Hearings resumed Wednesday in New Mexico on a request from the state’s two main energy industry groups that the state’s “pit rule” be modified to make it more cost effective. An official with the state Energy, Minerals and Natural Resources Department indicated that additional hearings may be required by the Oil Conservation Commission (OCC). New Mexico’s Independent Petroleum Association (IPA) and Oil and Gas Association (OGA) have continued to seek administrative changes to state rules for handling natural gas and oil drilling production waste (see Daily GPI, May 22). Earlier, IPA and OGA representatives told the OCC that their costs are rising to comply with the pit rule, and ranchers expressed environmental concerns. After five days of testimony in May, the OCC was taking additional input and that was expected to require additional hearings beyond the one now scheduled for Friday (June 22). A final determination by the OCC will not come up until about a month after hearings are concluded, according to a state resources department official.
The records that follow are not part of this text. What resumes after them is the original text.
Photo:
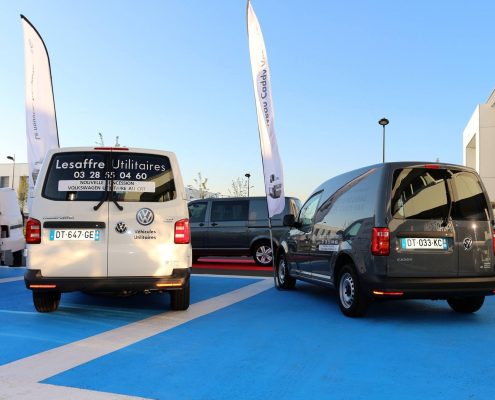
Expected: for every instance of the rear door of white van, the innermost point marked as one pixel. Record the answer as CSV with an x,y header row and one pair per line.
x,y
74,234
147,215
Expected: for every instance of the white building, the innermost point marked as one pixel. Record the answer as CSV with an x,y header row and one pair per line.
x,y
479,143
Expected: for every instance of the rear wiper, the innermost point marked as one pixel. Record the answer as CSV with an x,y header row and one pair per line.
x,y
446,219
101,201
112,197
107,194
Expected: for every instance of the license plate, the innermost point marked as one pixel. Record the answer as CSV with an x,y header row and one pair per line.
x,y
424,243
75,234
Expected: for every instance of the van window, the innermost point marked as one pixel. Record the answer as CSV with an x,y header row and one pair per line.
x,y
308,211
85,176
197,211
229,210
420,193
469,198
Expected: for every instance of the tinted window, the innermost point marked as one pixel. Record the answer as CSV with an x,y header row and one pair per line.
x,y
420,193
469,198
229,210
197,212
308,211
346,209
85,176
258,210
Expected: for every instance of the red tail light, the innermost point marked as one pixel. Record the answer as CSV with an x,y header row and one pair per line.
x,y
182,233
33,231
380,242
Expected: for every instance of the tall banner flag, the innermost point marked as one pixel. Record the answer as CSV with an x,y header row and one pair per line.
x,y
41,119
272,164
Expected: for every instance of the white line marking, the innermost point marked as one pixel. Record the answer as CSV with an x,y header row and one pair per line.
x,y
19,379
13,279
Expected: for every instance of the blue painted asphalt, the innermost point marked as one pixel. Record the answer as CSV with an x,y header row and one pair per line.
x,y
277,344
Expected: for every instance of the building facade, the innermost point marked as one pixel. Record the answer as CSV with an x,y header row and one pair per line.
x,y
479,143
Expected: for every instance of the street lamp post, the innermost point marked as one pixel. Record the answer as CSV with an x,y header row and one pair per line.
x,y
13,168
383,122
248,175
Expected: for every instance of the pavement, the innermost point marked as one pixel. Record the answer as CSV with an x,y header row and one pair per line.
x,y
240,339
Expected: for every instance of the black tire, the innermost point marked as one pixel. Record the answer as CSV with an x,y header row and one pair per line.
x,y
282,278
466,305
179,299
46,301
18,257
352,301
262,254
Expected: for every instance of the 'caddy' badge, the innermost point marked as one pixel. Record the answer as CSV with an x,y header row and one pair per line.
x,y
145,216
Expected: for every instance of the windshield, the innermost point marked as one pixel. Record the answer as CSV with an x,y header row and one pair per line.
x,y
423,193
85,176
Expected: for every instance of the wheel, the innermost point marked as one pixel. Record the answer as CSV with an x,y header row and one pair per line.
x,y
352,300
466,305
179,299
262,254
46,301
282,278
18,258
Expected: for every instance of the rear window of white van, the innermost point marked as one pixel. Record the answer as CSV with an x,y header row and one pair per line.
x,y
130,177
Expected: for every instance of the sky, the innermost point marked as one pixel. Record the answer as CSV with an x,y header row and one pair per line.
x,y
175,75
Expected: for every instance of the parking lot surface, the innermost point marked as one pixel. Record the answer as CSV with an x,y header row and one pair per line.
x,y
240,339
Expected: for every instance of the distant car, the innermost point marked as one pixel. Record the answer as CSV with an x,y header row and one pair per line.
x,y
394,230
11,227
236,226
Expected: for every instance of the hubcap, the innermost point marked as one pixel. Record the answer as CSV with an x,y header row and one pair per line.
x,y
264,255
346,290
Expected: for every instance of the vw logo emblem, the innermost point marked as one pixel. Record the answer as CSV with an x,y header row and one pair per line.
x,y
145,216
467,243
121,227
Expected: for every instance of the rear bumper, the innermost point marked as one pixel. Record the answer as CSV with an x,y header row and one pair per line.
x,y
34,280
430,288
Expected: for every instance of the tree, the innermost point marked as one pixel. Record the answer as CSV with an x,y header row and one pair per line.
x,y
201,184
238,188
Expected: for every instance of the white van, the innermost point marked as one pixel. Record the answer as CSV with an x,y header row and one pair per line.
x,y
108,219
11,227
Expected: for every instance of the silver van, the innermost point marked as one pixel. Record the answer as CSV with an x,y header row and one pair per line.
x,y
111,220
236,226
395,230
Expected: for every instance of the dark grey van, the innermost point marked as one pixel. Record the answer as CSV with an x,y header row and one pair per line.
x,y
394,230
236,226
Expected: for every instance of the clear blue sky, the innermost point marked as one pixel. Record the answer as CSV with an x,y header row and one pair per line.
x,y
175,75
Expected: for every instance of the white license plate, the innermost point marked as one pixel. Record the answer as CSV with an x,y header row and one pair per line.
x,y
75,234
424,243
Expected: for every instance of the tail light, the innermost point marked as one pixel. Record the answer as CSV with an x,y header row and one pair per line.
x,y
182,233
33,231
380,242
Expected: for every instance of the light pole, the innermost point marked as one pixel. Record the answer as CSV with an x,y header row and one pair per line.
x,y
383,122
13,168
248,175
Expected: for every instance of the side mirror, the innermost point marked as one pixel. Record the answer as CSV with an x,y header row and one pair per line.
x,y
289,220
The Wyoming Public Service Commission (PSC) on Wednesday approved rate settlements for Rapid City, SD-based Black Hills Corp.‘s Cheyenne Light, Fuel & Power utility covering more than $4 million in annual natural gas and electricity rate increases. A $1.6 million, or approximately 4.9%, increase in annual gas utility revenues was approved, along with a $2.7 million, or approximately 2.7%, increase in annual power revenues for the combination utility. Both increases will be effective July 1. Typical gas and electric residential utility customers can expect monthly increases of $3.72 and $3.17, respectively. Utility officials said this was the first increase in the utility’s base rates in more than four years.